I remember oranges are good. Apples, too. When I was five Mommy and Daddy and Jake took four big boxes of apples from a man and told me to go with him. Mommy and Daddy and Jake all walked away with the apples and I waved and cried. I couldn’t help it. But the next day, Jake came back for me and stole me away from the man. Only Jake, though. He said Mommy and Daddy were hiding. They’re still hiding, Jake says.
And now...someone stands up, right in front of us! He was maybe laying down in a hole because he just popped up and there he was. It’s a boy, taller than Jake and maybe older, but I can’t tell because he has a rag over his mouth too. The boy is alone, and he is dressed in clothes more ripped and dirty than the clothes Jake and I wear. And the boy raises his toy gun. And now I guess the game begins because Jake raises his toy gun, too.
I look at Jake to see if we will run and hide this time. But he just looks at the boy and the boy’s gun.
Drop it!
the boy screams.
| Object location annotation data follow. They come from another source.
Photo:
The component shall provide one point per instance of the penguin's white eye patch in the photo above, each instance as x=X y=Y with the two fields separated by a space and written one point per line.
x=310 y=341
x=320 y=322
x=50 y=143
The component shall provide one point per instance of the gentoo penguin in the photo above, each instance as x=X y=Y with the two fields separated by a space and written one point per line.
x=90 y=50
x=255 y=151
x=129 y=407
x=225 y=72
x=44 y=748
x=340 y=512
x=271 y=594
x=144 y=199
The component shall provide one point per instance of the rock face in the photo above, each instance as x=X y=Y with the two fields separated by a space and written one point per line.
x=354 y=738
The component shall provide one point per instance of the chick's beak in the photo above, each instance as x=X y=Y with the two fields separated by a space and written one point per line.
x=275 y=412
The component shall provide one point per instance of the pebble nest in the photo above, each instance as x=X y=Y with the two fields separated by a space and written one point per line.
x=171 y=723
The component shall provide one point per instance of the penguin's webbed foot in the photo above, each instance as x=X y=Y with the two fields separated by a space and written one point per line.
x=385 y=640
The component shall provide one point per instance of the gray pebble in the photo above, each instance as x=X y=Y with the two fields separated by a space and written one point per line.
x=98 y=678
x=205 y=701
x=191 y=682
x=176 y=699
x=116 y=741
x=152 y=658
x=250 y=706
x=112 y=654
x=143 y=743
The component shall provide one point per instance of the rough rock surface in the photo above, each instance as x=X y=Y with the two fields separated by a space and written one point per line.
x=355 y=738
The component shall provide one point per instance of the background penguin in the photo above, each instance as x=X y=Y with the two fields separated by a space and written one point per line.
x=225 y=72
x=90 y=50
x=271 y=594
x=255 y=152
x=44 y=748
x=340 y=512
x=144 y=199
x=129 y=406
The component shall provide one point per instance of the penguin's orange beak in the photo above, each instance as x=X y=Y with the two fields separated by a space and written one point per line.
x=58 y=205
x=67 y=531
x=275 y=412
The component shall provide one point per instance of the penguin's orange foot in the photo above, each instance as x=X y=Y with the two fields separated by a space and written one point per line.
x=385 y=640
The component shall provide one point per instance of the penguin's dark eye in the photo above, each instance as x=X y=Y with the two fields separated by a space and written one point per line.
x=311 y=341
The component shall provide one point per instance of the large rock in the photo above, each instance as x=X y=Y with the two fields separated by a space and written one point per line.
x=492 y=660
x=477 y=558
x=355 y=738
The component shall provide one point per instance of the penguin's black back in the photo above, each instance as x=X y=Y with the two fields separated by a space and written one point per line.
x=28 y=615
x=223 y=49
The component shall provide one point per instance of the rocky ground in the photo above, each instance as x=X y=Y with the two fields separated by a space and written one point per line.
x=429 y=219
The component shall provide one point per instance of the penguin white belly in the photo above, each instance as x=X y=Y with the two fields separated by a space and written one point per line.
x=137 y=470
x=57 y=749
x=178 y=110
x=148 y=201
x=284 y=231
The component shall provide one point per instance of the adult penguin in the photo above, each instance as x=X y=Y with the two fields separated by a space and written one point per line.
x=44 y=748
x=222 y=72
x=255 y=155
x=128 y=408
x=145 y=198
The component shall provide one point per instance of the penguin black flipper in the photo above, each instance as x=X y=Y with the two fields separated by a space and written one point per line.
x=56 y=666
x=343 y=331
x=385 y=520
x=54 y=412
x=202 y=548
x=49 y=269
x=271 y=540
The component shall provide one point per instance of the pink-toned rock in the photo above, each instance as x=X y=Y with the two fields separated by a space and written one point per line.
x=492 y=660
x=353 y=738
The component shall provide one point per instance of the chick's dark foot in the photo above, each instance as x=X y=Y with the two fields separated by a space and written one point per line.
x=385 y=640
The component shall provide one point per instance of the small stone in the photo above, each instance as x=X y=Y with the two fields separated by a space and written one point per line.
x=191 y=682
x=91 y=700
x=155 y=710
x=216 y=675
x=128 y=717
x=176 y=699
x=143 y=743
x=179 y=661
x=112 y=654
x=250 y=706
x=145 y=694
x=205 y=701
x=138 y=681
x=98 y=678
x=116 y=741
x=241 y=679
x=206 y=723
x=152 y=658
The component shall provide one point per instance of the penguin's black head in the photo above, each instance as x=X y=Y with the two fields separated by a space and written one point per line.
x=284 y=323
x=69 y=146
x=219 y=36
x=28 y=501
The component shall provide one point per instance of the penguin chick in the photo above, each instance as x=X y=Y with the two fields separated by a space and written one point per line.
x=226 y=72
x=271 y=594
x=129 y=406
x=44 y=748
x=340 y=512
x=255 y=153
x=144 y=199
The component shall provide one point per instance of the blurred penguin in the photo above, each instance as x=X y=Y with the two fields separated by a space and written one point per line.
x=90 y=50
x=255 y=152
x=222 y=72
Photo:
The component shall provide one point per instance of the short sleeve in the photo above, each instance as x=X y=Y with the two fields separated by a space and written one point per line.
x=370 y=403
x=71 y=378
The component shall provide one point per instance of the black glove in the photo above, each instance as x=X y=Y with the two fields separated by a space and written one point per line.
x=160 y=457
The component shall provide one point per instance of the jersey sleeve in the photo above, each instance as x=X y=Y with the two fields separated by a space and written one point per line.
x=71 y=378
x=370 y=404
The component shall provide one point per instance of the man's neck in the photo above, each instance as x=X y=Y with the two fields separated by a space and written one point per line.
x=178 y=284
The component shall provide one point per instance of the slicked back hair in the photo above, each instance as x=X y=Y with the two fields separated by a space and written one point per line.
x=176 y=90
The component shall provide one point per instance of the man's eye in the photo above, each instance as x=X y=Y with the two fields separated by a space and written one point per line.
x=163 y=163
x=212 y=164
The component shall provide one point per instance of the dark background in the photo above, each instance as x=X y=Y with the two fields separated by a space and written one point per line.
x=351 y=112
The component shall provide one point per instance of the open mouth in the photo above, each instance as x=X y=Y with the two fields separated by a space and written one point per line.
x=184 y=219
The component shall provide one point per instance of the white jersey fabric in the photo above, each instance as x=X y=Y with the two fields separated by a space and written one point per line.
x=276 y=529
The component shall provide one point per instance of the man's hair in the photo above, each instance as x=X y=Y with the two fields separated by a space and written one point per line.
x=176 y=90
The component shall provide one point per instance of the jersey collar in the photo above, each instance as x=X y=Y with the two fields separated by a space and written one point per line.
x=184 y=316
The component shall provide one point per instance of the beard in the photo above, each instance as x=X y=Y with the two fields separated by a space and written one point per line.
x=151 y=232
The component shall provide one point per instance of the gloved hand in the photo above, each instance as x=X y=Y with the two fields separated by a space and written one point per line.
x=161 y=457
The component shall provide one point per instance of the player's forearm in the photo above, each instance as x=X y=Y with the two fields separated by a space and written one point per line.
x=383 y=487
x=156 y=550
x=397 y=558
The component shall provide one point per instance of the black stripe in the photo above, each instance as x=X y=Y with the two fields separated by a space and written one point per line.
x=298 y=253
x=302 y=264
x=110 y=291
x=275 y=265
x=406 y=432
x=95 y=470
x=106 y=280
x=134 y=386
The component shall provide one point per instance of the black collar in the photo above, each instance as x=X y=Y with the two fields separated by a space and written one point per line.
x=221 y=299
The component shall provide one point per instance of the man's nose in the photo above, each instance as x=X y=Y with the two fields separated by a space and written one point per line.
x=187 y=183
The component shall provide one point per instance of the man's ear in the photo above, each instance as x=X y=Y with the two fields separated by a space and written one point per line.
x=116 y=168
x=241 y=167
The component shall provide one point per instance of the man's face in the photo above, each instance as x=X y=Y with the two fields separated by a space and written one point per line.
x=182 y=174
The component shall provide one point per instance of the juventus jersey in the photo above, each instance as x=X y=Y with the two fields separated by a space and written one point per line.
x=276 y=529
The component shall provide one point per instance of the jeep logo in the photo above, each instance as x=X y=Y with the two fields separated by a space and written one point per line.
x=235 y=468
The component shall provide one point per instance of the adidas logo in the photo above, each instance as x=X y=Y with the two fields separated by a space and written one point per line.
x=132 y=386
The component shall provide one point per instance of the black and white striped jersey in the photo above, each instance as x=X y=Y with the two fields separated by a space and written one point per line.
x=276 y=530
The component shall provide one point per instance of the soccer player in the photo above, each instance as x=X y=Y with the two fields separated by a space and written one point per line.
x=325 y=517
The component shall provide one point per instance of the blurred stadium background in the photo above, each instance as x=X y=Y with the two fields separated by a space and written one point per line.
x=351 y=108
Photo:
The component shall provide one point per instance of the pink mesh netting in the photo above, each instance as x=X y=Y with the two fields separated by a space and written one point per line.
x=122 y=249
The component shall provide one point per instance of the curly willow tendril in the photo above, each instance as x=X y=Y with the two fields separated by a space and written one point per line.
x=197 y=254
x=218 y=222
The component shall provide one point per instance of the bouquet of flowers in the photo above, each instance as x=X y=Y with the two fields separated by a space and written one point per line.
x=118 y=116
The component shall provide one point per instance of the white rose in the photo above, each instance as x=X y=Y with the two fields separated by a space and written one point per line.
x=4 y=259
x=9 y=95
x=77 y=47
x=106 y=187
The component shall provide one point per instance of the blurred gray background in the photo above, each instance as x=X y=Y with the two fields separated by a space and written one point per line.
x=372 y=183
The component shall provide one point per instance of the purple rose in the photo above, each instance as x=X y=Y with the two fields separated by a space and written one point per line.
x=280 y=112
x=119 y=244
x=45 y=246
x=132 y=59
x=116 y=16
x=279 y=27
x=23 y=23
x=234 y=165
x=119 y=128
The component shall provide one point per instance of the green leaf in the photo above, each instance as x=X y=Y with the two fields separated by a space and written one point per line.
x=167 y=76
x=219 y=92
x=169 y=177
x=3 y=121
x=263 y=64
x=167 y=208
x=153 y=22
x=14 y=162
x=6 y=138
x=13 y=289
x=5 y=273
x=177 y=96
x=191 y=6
Drop it right now or I’ll shoot!
I don’t like the screaming. This boy is playing the game too noisy and mean. But Jake is calm. He is used to this.
That’s not a real gun,
Jake says to the boy.
Jake’s gun is long and black. It has a part you put next to your shoulder and then a long part looking like two long circle tubes you point at the other player. And not just one but two wood triggers. Jake’s finger is on both of them. The other boy has a different kind of gun, a small one you hold in one hand. It’s black and shiny, like Jake’s.
Yours is fake!
screams the boy.
"Oh, it’s not fake," says Jake.
Prove it,
says the boy. Fire a shot in the air.
"Yours looks fake to me, says Jake.
Let’s see you fire a shot in the air."
The boy makes a mad face and then shouts at Jake: You know I’m not gonna do that. I’m not gonna waste a bullet.
Got only one bullet then, huh? One bullet in your fake gun?
I got more than one bullet, but I’m not gonna waste even one.
Then Jake says, That’s a revolver you got there, right? So just spin the chamber. Spin it so I can see it’s real.
The boy gives Jake another mean look and says, I’m not gonna spin it. You could fire when it’s spinning.
"Oh, so you know mine is real," says Jake.